Colitis (including microscopic colitis) occurred in 4 (1%) of 411 patients with melanoma, including Grade 2 or 3 cases in 1 (0.2%) and 2 (0.5%) patients, respectively, receiving KEYTRUDA. Colitis occurred in 4 (0.7 %) of 550 patients with NSCLC, including Grade 2 (0.2%) or 3 (0.4%) colitis in patients receiving KEYTRUDA. Monitor patients for signs and symptoms of colitis. Administer corticosteroids for Grade 2 or greater colitis. Withhold KEYTRUDA for Grade 2 or 3; permanently discontinue KEYTRUDA for Grade 4 colitis.
Hepatitis occurred in patients receiving KEYTRUDA. Hepatitis (including autoimmune hepatitis) occurred in 2 (0.5%) of 411 patients with melanoma, including a Grade 4 case in 1 (0.2%) patient, receiving KEYTRUDA. Monitor patients for changes in liver function. Administer corticosteroids for Grade 2 or greater hepatitis and, based on severity of liver enzyme elevations, withhold or discontinue KEYTRUDA.
Hypophysitis occurred in 2 (0.5%) of 411 patients with melanoma, including a Grade 2 case in 1 and a Grade 4 case in 1 (0.2% each) patient, receiving KEYTRUDA. Hypophysitis occurred in 1 (0.2 %) of 550 patients with NSCLC, which was Grade 3 in severity. Monitor patients for signs and symptoms of hypophysitis (including hypopituitarism and adrenal insufficiency). Administer corticosteroids and hormone replacement as indicated. Withhold KEYTRUDA for Grade 2 and withhold or discontinue for Grade 3 or Grade 4 hypophysitis.
Hyperthyroidism occurred in 5 (1.2%) of 411 patients with melanoma, including Grade 2 or 3 cases in 2 (0.5%) and 1 (0.2%) patients, respectively, receiving KEYTRUDA. Hypothyroidism occurred in 34 (8.3%) of 411 patients with melanoma, including a Grade 3 case in 1 (0.2%) patient, receiving KEYTRUDA. Hyperthyroidism occurred in 10 (1.8%) of 550 patients with NSCLC, including Grade 2 (0.7%) or 3 (0.3%). Hypothyroidism occurred in 38 (6.9%) of 550 patients with NSCLC, including Grade 2 (5.5%) or 3 (0.2%). Thyroid disorders can occur at any time during treatment. Monitor patients for changes in thyroid function (at the start of treatment, periodically during treatment, and as indicated based on clinical evaluation) and for clinical signs and symptoms of thyroid disorders. Administer replacement hormones for hypothyroidism and manage hyperthyroidism with thionamides and beta-blockers as appropriate. Withhold or discontinue KEYTRUDA for Grade 3 or Grade 4 hyperthyroidism.

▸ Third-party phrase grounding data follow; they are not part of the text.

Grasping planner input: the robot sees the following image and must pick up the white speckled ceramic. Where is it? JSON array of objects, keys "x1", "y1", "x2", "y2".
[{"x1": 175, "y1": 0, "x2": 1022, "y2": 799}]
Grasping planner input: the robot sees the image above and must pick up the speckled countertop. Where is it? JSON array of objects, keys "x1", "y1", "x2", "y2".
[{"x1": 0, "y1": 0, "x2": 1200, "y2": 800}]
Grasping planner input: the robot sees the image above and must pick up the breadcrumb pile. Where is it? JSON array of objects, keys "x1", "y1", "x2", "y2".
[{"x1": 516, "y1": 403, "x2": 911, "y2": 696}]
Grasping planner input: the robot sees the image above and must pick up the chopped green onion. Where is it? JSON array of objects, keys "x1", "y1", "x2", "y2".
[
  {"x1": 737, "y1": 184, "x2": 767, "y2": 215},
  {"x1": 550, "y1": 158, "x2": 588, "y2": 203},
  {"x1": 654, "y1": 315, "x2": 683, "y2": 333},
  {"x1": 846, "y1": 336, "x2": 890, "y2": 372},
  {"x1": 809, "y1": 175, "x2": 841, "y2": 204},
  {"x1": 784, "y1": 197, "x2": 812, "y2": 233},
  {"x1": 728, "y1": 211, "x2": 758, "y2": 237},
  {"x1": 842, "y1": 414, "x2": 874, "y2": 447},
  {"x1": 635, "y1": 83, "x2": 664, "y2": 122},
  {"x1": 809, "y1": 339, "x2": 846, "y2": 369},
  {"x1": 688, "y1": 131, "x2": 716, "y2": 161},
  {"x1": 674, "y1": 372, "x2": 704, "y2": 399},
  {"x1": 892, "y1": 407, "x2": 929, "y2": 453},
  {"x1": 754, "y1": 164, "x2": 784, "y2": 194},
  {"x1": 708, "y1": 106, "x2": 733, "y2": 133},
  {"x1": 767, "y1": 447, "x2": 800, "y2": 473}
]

Type 1 diabetes mellitus, including diabetic ketoacidosis, has occurred in patients receiving KEYTRUDA. Monitor patients for hyperglycemia or other signs and symptoms of diabetes. Administer insulin for type 1 diabetes, and withhold KEYTRUDA and administer anti-hyperglycemics in patients with severe hyperglycemia.
Nephritis occurred in patients receiving KEYTRUDA. Nephritis occurred in 3 (0.7%) patients with melanoma, consisting of one case of Grade 2 autoimmune nephritis (0.2%) and two cases of interstitial nephritis with renal failure (0.5%), one Grade 3 and one Grade 4. Monitor patients for changes in renal function. Administer corticosteroids for Grade 2 or greater nephritis. Withhold KEYTRUDA for Grade 2; permanently discontinue KEYTRUDA for Grade 3 or 4 nephritis.
Other clinically important immune-mediated adverse reactions can occur. For suspected immune-mediated adverse reactions, ensure adequate evaluation to confirm etiology or exclude other causes. Based on the severity of the adverse reaction, withhold KEYTRUDA and administer corticosteroids. Upon improvement of the adverse reaction to Grade 1 or less, initiate corticosteroid taper and continue to taper over at least 1 month. Resume KEYTRUDA when the adverse reaction remains at Grade 1 or less following steroid taper. Permanently discontinue KEYTRUDA for any severe or Grade 3 immune-mediated adverse reaction that recurs and for any life-threatening immune-mediated adverse reaction.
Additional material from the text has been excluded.